Os cafés servidos na casa também serão especiais e levam a chancela da OOP. Os grãos catuaí-vermelho, de origem 100% arábica, vêm direto de um produtor da Serra da Mantiqueira. E serão servidos o clássico coado, cold brew, machiatto, e capuccino – além do café espresso.
Design e arte
Para funcionar como restaurante, a casa de Éolo Maia passou por adaptações. Pedro Haruf assina o projeto do muro, deixando a bela fachada mais visível; do palco, onde funcionava uma lareira; e dos mobiliários, criados exclusivamente para a casa, dialogando com o ambiente. A arquiteta Isabela Bethônico criou os balcões do café e do bar, as cozinhas e adaptou outros ambientes.
As cerâmicas utilizadas para servir pratos e cafés são de Jane Resek, também desenhados especialmente para o DO AR. A Botânica do Mercado levou seu projeto de paisagismo aos ambientes, enquanto o Estúdio Veste foi o responsável pelos estilosos uniformes da equipe.
Obras de arte estão espalhadas pela casa, para serem apreciadas. Sessões de cinema serão transmitidas na área da piscina, coberta por uma rede com almofadas.
Música e programação cultural
O salão principal abriga um palco para concertos, com curadoria de um dos sócios, Alysson Brener.
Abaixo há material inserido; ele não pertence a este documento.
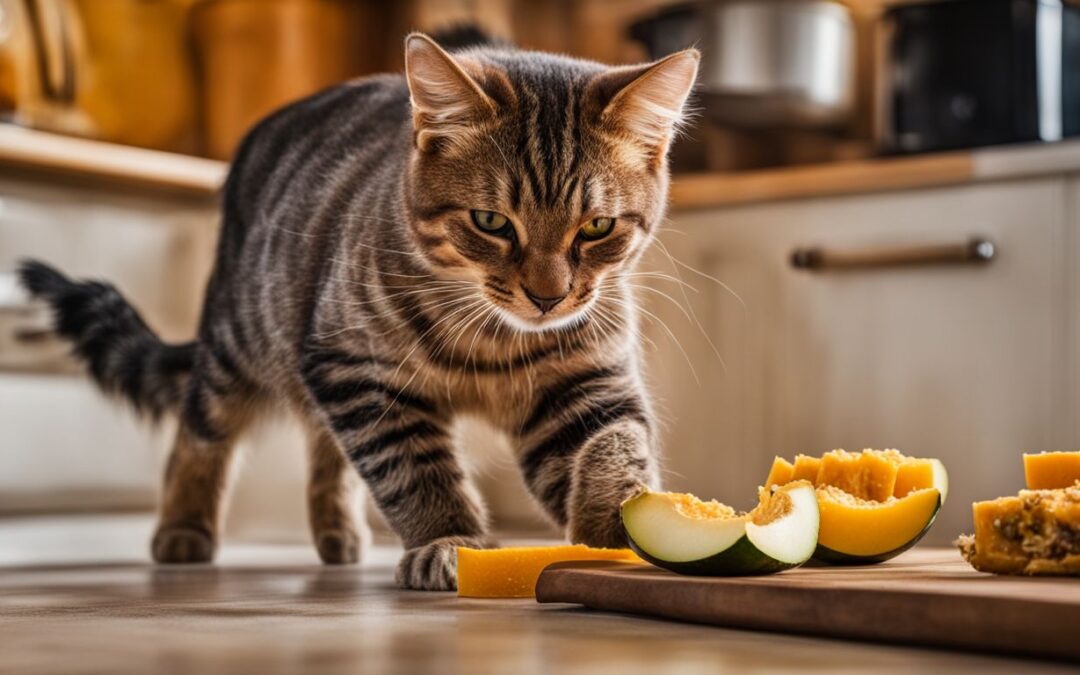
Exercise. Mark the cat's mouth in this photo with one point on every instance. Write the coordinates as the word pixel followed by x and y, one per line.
pixel 522 315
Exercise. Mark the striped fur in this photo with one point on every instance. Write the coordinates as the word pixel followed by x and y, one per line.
pixel 352 284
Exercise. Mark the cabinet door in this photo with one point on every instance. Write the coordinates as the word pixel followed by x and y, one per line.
pixel 968 363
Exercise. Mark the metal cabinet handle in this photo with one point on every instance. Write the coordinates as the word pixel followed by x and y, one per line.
pixel 975 251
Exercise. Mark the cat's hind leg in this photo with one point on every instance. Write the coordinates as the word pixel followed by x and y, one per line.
pixel 217 408
pixel 400 443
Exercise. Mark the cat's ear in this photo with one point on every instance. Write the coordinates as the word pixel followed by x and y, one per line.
pixel 446 100
pixel 647 102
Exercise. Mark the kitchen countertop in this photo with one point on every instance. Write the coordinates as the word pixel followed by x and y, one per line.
pixel 78 595
pixel 83 160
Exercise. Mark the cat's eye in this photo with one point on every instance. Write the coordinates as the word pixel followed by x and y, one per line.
pixel 597 228
pixel 490 221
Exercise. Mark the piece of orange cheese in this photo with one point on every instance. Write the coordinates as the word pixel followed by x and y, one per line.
pixel 513 571
pixel 1049 471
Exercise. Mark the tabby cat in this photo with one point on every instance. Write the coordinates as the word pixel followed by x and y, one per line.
pixel 396 252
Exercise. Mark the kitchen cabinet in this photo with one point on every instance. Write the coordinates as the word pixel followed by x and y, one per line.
pixel 970 363
pixel 66 446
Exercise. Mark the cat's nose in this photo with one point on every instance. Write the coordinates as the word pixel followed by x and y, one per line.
pixel 544 305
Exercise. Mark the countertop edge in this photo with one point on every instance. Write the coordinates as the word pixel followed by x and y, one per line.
pixel 44 152
pixel 95 161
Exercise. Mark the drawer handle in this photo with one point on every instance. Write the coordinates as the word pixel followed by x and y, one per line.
pixel 975 251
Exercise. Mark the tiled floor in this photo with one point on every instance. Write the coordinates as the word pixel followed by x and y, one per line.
pixel 78 595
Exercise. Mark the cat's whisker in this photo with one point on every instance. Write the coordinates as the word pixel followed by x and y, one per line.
pixel 352 265
pixel 678 264
pixel 660 277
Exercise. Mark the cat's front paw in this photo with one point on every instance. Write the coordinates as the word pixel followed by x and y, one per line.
pixel 434 566
pixel 181 544
pixel 338 547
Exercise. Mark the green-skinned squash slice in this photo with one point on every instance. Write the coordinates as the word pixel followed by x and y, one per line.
pixel 687 536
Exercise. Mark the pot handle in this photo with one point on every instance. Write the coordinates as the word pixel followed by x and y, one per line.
pixel 975 251
pixel 43 34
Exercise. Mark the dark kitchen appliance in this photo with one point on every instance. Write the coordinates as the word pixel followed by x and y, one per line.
pixel 961 73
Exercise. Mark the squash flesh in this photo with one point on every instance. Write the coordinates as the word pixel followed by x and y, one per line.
pixel 782 472
pixel 685 535
pixel 866 528
pixel 865 475
pixel 806 469
pixel 1051 470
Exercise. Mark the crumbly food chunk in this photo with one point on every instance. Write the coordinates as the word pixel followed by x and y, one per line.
pixel 1036 532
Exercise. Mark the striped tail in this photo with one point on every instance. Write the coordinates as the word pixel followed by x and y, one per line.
pixel 123 355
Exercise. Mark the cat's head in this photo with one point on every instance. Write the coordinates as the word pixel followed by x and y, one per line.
pixel 536 176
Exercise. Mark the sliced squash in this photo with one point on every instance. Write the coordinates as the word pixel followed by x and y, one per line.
pixel 874 504
pixel 688 536
pixel 860 531
pixel 1047 471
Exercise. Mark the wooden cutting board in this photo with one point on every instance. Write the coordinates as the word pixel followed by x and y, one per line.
pixel 927 596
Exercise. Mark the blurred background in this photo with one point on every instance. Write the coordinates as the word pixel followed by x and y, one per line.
pixel 873 235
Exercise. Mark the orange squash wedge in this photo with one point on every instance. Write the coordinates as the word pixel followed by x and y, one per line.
pixel 513 571
pixel 874 504
pixel 859 531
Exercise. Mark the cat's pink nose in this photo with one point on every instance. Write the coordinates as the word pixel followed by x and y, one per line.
pixel 544 305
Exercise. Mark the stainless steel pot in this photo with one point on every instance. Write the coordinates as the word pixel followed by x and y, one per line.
pixel 765 63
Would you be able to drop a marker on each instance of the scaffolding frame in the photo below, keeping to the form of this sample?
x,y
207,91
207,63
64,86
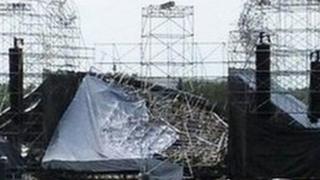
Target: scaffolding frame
x,y
293,30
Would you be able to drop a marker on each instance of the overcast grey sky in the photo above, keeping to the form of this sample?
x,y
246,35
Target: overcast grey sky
x,y
120,20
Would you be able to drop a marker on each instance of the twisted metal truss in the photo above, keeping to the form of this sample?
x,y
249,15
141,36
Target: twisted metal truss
x,y
202,132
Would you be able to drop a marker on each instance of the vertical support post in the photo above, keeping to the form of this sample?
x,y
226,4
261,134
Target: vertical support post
x,y
16,81
314,89
263,76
O músico Leandro César montou um grupo de música instrumental brasileira especialmente para residir as quintas-feiras no DO AR. Já o internacionalmente conhecido percussionista Túlio Araújo se apresenta com um grupo de Jazz Fusion às terças-feiras.
Durante outros dias da semana, o palco será aberto a bandas e artistas de BH e do mundo. O DO AR também receberá feiras diversas aos sábados, com produtores locais em variados segmentos e programação para as crianças aos domingos.